Romania’s de facto leader was sent to prison for three-and-a-half years for corruption, shaking the Black Sea nation as it clashes with the European Union over concerns it’s curbing judicial independence.
The guilty verdict against ruling-party boss Liviu Dragnea for abuse of office was upheld Monday by the Supreme Court, adding to a previous vote-rigging conviction that carried a suspended jail term. It was the third blow to his Social Democrats in two days after an unexpected defeat in Sunday’s European Parliament elections and a referendum that will block part of its efforts to overhaul the courts.
The case further focuses the spotlight on the continent’s ex-communist east, where Hungary and Poland are both locked in disputes with the EU over democratic backsliding and have been threatened with the same kind of sanctions now looming over Romania. Officials in Brussels may seek to cut development funding to members not upholding the bloc’s values.
It’s also an embarrassment, with Romania currently holding the EU’s rotating presidency. But it’s unlikely to topple the cabinet, as Premier Vasilica Viorica Dancila will become interim party leader until a congress is organized to elect a replacement, according to several members of the party.
“She’ll face huge pressure from the party base,” Andrei Taranu, deputy dean at the Bucharest Political Science University, said by phone. “This should become more clear next week when they have to fight it out in parliament to replace Dragnea as the head of the lower house.”
Investors looked past the announcement. The leu traded little-changed against the euro, holding on to this year’s 2.2 percent drop, the most among east EU peers.
Dragnea surrendered to police and was met by dozens of protesters at the prison who booed and shouted “The door of justice is finally closed!” He wasn’t present earlier when the court upheld the verdict that he helped party members get public-sector jobs for which they were paid but didn’t work.
When asked about how he took the verdict, his lawyer, Flavia Teodosiu, said angrily “How do you think he reacted? How would you react?”
Party members said they hadn’t spoken with him about the ruling. Earlier, he appeared alone to supporters to denounce what he called a “hate storm” that caused Sunday’s ballot losses.
While his earlier conviction prevented him from taking the post of prime minister, he was the country’s most powerful politician. He spearheaded the tax cuts and increases in state salaries and the minimum wage that propelled the Social Democrats to power in 2016.
The situation is much different today. The European Parliament vote highlighted a plunge in the party’s popularity, while the fiscal largess is poised to send the budget deficit way beyond EU limits.

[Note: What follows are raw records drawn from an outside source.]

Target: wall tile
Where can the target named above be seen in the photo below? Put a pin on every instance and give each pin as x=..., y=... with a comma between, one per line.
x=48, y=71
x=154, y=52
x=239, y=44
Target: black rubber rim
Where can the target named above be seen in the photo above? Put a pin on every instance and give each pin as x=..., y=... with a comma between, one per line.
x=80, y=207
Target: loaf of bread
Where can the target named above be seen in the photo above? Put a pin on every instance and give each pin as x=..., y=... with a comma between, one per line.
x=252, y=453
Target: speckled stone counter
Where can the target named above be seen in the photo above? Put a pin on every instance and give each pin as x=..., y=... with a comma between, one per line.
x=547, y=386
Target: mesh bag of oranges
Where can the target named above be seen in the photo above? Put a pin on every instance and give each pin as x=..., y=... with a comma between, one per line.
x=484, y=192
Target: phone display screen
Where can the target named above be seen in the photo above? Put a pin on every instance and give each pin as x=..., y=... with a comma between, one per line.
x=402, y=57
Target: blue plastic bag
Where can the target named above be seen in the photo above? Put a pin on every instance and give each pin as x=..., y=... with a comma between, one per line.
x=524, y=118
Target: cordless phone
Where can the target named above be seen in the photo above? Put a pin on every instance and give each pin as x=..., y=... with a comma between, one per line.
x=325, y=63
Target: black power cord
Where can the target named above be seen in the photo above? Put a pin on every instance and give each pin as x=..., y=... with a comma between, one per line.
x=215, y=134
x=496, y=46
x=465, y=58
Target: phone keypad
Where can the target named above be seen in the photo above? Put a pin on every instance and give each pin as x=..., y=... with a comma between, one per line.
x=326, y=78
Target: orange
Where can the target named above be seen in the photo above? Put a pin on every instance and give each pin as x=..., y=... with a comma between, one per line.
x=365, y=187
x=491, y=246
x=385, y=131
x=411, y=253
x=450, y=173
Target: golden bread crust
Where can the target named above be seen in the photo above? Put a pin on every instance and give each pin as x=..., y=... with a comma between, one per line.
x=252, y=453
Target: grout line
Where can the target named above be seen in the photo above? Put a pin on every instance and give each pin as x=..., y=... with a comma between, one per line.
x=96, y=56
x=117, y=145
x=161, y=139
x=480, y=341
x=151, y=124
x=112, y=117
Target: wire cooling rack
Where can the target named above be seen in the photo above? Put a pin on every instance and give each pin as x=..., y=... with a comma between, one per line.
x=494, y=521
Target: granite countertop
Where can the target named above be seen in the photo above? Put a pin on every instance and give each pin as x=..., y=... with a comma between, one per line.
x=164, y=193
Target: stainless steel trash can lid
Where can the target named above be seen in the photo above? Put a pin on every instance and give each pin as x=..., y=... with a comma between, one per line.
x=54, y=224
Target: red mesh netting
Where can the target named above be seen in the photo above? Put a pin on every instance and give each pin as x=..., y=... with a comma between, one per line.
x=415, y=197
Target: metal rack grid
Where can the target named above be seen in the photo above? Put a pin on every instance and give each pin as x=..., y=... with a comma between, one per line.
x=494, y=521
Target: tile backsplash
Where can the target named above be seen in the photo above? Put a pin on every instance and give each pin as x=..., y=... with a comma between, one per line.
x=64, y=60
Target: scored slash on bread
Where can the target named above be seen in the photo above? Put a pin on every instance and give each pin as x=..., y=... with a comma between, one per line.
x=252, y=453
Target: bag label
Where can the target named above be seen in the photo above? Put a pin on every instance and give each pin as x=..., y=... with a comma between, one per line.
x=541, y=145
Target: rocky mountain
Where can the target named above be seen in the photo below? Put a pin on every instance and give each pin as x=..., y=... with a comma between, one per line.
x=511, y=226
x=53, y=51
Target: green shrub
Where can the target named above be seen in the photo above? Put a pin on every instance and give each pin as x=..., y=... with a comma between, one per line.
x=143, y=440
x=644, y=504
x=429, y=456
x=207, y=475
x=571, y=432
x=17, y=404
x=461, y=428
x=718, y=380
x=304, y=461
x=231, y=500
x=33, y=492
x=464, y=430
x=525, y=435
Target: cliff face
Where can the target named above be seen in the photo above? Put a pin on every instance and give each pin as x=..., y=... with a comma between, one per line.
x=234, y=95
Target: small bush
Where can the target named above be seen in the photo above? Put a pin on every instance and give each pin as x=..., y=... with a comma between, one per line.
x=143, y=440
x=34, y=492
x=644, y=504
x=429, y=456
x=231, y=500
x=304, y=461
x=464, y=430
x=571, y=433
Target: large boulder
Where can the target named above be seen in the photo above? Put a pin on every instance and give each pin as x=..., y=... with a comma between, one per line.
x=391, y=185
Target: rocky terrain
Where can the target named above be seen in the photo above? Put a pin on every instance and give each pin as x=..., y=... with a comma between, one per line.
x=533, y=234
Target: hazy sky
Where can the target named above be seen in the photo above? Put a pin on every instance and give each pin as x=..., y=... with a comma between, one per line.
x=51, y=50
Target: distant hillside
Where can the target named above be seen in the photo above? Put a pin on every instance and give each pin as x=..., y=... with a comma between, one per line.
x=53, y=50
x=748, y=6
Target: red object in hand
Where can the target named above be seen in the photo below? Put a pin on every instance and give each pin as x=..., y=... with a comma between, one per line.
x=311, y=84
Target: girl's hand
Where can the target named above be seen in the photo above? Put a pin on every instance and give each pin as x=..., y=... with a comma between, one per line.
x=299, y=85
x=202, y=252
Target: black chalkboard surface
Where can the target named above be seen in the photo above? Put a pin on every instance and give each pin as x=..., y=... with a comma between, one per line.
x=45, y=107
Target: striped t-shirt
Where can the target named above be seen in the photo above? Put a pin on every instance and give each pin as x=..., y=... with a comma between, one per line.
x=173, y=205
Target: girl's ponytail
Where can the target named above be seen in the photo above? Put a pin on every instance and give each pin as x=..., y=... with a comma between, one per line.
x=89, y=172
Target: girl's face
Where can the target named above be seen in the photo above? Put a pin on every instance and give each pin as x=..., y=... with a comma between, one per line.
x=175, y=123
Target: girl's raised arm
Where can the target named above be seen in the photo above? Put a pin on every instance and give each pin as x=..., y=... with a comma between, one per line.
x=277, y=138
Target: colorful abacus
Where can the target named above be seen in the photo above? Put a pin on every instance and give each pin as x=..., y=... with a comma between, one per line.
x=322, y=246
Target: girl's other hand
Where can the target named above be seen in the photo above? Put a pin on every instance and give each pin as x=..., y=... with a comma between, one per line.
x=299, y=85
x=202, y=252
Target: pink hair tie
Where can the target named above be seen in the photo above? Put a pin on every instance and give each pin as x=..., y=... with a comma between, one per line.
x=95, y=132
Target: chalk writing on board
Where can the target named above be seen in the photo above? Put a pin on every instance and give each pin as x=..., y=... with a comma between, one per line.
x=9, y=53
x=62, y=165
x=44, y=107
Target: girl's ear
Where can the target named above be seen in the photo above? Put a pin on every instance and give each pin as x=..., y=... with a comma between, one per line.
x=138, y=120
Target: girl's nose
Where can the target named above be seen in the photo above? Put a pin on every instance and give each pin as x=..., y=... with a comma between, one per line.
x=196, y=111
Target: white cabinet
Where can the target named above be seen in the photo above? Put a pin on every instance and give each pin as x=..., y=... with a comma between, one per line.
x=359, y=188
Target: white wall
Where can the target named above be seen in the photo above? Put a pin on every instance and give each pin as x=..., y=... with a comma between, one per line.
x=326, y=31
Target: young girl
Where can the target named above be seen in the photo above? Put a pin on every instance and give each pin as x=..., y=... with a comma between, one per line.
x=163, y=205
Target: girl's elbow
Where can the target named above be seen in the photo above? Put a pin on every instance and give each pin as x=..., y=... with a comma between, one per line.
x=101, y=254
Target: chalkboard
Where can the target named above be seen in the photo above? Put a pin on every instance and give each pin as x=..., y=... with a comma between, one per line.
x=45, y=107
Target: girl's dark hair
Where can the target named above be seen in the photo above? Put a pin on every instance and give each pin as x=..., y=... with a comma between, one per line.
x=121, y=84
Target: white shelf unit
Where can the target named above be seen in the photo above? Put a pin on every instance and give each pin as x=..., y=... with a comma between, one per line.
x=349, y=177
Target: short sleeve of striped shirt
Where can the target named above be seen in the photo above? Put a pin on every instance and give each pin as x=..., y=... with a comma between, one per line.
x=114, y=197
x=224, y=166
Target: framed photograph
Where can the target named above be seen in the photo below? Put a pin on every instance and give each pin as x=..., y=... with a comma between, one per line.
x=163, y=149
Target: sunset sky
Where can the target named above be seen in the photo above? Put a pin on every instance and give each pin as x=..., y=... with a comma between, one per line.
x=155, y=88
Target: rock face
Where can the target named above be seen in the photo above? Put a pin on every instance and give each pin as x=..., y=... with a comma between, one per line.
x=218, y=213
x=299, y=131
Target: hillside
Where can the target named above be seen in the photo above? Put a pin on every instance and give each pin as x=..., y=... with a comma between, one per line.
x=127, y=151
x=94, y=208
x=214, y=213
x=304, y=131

But it’s the judicial revamp that’s resonating most in a country that ranks among the worst in the EU for corruption and has been under a monitoring regime since it joined the bloc in 2007.
While the government says its reforms will create a more transparent legal system, plans to ease punishment for graft offenses and revisit some convictions have drawn rebukes from President Klaus Iohannis, the EU and Western allies. Hundreds of thousands of protesters have taken to the streets.
“Dragnea’s conviction is proof that justice is still independent,” the opposition Save Romania Union said in a statement. “Romania now needs to return to normal.”
Iohannis, who tried unsuccessfully to block the government’s removal of Romania’s top anti-corruption prosecutor, is leading polls as he seeks re-election this fall.
For Dragnea’s part, he says the case is politically motivated and had to be shushed by his lawyers last month when he questioned the five justices who convicted him.
“If you’re going to condemn me, I think it’s fair that you tell me why,” he said.